The cloud, and hosted services, present very interesting opportunities. One of the greatest is that people can leverage the a la carte economics of elastic computing to do things that were prohibitively expensive due to the requirements of building and maintaining their own hardware infrastructure. The interesting parts about the current cloud are its lack of entrance friction and elastic cost efficiency, the speed with which new entrants can set up, and the elastic capability to run 100 machine clusters for 1 hour if that is what is needed.

We started Flightcaster almost a year ago, and it is a good example of how startups can leverage cloud compute and storage resources, mix some open source like Hadoop with some data mining, and create interesting new technologies with relatively low capital upfront.

The cloud is not cheaper in general. Once people scale to a certain point, they move off the cloud onto dedicated hardware—not the other way around. That may change, and better hosted services may play a role in the transition, but that will take a while. In the meantime, the interesting part of the cloud is the use of elastic resources and the ability to get up and going quickly. The interesting part is the freedom it gives startups to try things they would never otherwise do.

Another notable thing about the cloud is the new architectures emerging as a result of economic and resource tradeoffs.

Amazon Web Services Logo

Storage of large amounts of data in the cloud is much cheaper with blobstores like Amazon S3 than it is to maintain an always-up cluster for a distributed datastore. If you do mostly offline batch processing and you do not need bulk storage to be online, then it is an attractive setup.

Storage and NoSQL

Taking another glimpse from the future of big data in the cloud.

A Big Data stack…will also need to emerge before cloud computing will be broadly embraced by the enterprise. In many ways, this cloud stack has already been implemented, albeit in primitive form, at large-scale Internet data centers, which quickly encountered the scaling limitations of traditional SQL databases as the volume of data exploded. Instead, high-performance, scalable/distributed, object-orientated data stores are being developed internally and implemented at scale…large web properties have been building their own so-called “NoSQL” databases, also known as distributed, non-relational database systems (DNRDBMS).

There are several misguided points here. First, there is not going to be a big data or cloud stack. Distributed systems are about making trade offs and a move toward problem-specific solutions rather than one-size-fits-all stacks. Second, enterprises already have their solution—expensive data warehousing and consulting support. Will open source projects like Hadoop supported by people like Cloudera take a chunk of the business? Sure. But as I mentioned earlier, the most interesting part about big data and the cloud is not cheaper alternatives for the enterprise, it is the opportunities it facilitates for data-driven startups.

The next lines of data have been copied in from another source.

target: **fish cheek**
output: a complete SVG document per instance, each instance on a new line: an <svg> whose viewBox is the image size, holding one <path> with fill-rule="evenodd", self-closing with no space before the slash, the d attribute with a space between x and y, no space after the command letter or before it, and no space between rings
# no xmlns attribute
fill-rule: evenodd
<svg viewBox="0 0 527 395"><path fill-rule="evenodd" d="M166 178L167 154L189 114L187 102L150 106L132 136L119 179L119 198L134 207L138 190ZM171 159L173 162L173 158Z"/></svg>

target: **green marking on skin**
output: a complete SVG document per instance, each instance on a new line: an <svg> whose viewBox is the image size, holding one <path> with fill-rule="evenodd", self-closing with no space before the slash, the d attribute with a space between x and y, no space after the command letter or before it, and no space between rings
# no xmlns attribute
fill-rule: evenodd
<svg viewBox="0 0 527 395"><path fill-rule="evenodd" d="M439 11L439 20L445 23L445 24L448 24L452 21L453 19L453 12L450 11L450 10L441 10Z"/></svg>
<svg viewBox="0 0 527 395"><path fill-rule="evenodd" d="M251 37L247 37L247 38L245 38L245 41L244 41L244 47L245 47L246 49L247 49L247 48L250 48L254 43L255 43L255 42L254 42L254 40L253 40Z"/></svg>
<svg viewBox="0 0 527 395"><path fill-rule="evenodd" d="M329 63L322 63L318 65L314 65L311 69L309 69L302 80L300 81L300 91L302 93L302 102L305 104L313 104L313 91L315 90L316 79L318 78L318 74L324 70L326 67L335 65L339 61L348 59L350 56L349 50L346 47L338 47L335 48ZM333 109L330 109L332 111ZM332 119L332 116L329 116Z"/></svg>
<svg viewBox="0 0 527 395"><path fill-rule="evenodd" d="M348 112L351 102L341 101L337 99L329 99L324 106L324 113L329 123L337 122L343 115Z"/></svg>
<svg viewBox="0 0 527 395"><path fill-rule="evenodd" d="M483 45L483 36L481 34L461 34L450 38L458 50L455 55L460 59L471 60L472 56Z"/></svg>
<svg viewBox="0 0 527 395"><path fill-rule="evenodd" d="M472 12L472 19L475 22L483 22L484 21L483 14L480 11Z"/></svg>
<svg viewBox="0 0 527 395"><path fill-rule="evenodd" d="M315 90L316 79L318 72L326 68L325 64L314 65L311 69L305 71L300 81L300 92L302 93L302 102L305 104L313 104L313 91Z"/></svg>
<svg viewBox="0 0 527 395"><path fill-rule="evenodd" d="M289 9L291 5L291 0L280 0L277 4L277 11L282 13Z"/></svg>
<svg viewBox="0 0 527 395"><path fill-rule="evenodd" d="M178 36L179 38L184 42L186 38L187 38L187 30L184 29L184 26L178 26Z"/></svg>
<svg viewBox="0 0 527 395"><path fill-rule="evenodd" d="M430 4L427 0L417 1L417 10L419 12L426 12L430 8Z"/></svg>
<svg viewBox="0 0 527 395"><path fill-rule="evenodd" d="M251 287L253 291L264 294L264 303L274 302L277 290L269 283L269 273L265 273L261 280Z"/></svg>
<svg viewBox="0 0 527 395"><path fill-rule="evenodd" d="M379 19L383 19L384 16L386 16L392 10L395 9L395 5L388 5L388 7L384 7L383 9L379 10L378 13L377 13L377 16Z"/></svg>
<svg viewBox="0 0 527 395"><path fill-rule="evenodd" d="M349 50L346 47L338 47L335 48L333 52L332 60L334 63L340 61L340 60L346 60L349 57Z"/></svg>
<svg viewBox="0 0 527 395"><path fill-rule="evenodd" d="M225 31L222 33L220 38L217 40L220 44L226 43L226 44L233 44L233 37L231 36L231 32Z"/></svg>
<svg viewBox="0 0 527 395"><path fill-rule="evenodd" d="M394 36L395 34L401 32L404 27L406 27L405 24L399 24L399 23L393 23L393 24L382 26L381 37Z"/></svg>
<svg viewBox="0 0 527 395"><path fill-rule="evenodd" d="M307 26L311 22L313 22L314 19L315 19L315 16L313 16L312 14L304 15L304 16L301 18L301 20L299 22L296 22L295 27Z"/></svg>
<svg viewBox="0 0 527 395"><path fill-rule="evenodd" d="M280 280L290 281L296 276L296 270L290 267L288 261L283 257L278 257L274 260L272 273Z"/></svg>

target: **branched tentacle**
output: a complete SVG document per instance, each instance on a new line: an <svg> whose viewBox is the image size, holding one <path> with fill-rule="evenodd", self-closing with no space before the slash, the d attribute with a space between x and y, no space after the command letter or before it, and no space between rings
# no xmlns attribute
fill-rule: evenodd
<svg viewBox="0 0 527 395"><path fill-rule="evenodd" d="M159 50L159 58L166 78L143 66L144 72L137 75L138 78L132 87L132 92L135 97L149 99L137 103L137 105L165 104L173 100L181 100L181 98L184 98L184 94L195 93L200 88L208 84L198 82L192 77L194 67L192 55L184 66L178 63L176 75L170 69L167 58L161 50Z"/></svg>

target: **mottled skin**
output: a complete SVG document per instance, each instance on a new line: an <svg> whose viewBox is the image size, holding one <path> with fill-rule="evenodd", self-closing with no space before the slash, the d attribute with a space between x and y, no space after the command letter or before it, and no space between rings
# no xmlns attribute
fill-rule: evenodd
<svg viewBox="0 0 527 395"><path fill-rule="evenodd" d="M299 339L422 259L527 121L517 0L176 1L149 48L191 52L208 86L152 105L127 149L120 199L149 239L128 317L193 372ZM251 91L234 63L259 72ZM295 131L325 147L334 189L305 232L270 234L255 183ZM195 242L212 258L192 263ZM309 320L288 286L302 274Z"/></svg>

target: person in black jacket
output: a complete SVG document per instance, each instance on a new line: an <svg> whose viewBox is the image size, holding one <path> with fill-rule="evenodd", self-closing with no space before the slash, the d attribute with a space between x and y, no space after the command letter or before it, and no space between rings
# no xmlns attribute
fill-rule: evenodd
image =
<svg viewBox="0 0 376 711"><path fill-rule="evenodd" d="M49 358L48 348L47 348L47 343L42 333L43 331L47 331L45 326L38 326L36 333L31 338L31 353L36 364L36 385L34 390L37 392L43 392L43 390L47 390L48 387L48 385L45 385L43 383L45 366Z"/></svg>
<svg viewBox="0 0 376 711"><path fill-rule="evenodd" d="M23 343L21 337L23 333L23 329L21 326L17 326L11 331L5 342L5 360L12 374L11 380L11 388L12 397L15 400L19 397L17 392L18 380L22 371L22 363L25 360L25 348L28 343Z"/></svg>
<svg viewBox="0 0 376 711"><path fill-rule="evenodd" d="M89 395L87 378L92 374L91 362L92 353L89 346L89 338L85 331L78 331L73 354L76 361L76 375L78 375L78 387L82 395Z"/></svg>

There is a lot of talk about the NoSQL movement. The big idea here is that distributed systems are hard, require tradeoffs, and sometimes we are better off with data storage and processing that are specific to what we are doing with the data. Sometimes even with a small amount of data on a single node, there are better alternatives to SQL queries and relational databases—time series data has long been a good example.

Processing and Hadoop: The Elephant In The Room

Haddop Elephant Logo

There is a broad range of needs for processing large amounts of data. These range from simple needs like calculations for log analysis that just need to occur at scale, to middle of the road needs like BI, to complex needs like scalable modern machine learning and retrieval systems.

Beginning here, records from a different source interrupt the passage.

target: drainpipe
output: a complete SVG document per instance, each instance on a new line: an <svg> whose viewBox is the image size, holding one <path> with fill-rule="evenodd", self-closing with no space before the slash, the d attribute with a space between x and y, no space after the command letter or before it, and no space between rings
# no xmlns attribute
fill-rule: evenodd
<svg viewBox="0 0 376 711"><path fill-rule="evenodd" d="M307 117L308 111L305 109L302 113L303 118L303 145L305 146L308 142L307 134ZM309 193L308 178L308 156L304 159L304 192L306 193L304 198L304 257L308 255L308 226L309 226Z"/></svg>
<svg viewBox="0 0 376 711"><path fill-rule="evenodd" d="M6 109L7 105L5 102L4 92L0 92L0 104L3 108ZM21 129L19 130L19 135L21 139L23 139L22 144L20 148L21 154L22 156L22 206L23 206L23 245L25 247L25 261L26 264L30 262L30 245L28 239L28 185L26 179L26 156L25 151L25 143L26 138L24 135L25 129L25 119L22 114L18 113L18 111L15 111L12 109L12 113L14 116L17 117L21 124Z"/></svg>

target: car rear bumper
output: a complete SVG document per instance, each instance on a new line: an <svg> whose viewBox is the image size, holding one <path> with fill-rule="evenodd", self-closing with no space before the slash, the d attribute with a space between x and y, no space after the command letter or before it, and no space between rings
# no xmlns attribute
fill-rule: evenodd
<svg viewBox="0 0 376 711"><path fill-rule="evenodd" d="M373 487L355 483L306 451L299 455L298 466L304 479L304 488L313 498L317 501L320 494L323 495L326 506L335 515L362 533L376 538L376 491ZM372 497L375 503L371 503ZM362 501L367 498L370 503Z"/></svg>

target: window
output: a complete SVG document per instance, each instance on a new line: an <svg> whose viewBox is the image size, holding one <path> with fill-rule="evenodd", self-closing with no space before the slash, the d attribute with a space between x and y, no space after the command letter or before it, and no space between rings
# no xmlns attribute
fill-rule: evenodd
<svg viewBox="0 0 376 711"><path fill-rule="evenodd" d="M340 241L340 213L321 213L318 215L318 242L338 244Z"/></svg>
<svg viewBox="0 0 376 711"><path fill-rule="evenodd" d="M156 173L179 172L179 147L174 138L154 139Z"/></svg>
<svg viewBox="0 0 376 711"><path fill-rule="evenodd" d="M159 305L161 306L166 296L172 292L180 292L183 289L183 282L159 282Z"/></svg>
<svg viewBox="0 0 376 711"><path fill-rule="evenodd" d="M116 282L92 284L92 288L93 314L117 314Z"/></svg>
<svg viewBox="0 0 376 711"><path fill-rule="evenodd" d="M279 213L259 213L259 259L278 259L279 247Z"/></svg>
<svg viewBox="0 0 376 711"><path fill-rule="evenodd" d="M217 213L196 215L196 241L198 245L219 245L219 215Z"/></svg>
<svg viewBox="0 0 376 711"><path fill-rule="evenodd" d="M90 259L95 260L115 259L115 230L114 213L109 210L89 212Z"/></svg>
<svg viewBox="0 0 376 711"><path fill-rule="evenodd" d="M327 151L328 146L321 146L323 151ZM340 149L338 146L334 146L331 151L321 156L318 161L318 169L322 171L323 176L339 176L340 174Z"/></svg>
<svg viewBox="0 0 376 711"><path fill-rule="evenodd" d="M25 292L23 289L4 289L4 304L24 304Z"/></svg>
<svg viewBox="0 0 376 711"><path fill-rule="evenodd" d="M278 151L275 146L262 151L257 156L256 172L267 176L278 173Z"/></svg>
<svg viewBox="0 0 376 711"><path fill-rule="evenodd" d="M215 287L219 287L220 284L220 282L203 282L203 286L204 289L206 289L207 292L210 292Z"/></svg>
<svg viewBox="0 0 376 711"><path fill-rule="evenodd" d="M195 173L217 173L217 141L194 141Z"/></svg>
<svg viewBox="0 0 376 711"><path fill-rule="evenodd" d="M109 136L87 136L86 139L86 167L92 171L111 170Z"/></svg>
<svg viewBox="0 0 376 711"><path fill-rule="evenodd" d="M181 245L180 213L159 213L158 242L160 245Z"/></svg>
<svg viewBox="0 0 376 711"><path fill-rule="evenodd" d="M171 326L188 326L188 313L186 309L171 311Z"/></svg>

There are a different approaches one can use to service specific needs. Again, we see the pattern of moving away from one-size-fits-all stacks, and toward building for your needs. That said, there are very generic abstractions like Map-Reduce that work well for a lot of use cases. Distributed systems are hard to get right, so when something like Hadoop gets a lot of momentum, it retains that momentum until alternatives have the time to mature enough to solve the hard problems with fault tolerance, performance, and so forth. Not everyone is Leonardo da Vinci, so people should not attempt to create these systems on their own unless they really know what they are doing. In that sense, the cloud and big data are facilitators of open source.

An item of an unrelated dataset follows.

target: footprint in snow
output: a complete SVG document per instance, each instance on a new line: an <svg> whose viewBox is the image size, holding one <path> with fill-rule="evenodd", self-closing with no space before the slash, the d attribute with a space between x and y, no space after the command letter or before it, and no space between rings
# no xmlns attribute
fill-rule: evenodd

Hive Elephant Bee ImagePig Logo
An important aspect of processing at scale is abstraction. Writing complex or even simple computations in raw Map-Reduce is verbose for programmers and intimidating for others who might want to play with the data. Abstractions over Map-Reduce like Pig and Hive make simple things easy, and abstractions like Cascading make hard things possible. The Map-Reduce paradigm, and Hadoop in particular, have been a big success. That said, Map-Reduce is not the only important piece of compute infrastructure. Message queues serve as the backbone of a lot of compute architectures – implementations of AMQP, such as rabbitmq, are a prime example. You can accomplish a lot with producers, consumers, and a messaging system. Distributed storage and processing systems can also be very tricky to configure and deploy, requiring a pretty deep understanding of the system – hence the business case for folks like Cloudera.

Learning from Big Data

Hal Varian, Google’s Chief Economist, recently said,
Hal Varian Picture

The sexy job in the next ten years will be statisticians… The ability to take data—to be able to understand it, to process it, to extract value from it, to visualize it, to communicate it

Unfortunately for those of us working on these problems in real life, it is not so simple. The archetypal data-renaissance man is mathematician, statistician, computer scientist, machine learner, and engineer all rolled into one. There are opportunities where you can lack some of these skills and work with a team that supplements your weak points—a startup is not one of those.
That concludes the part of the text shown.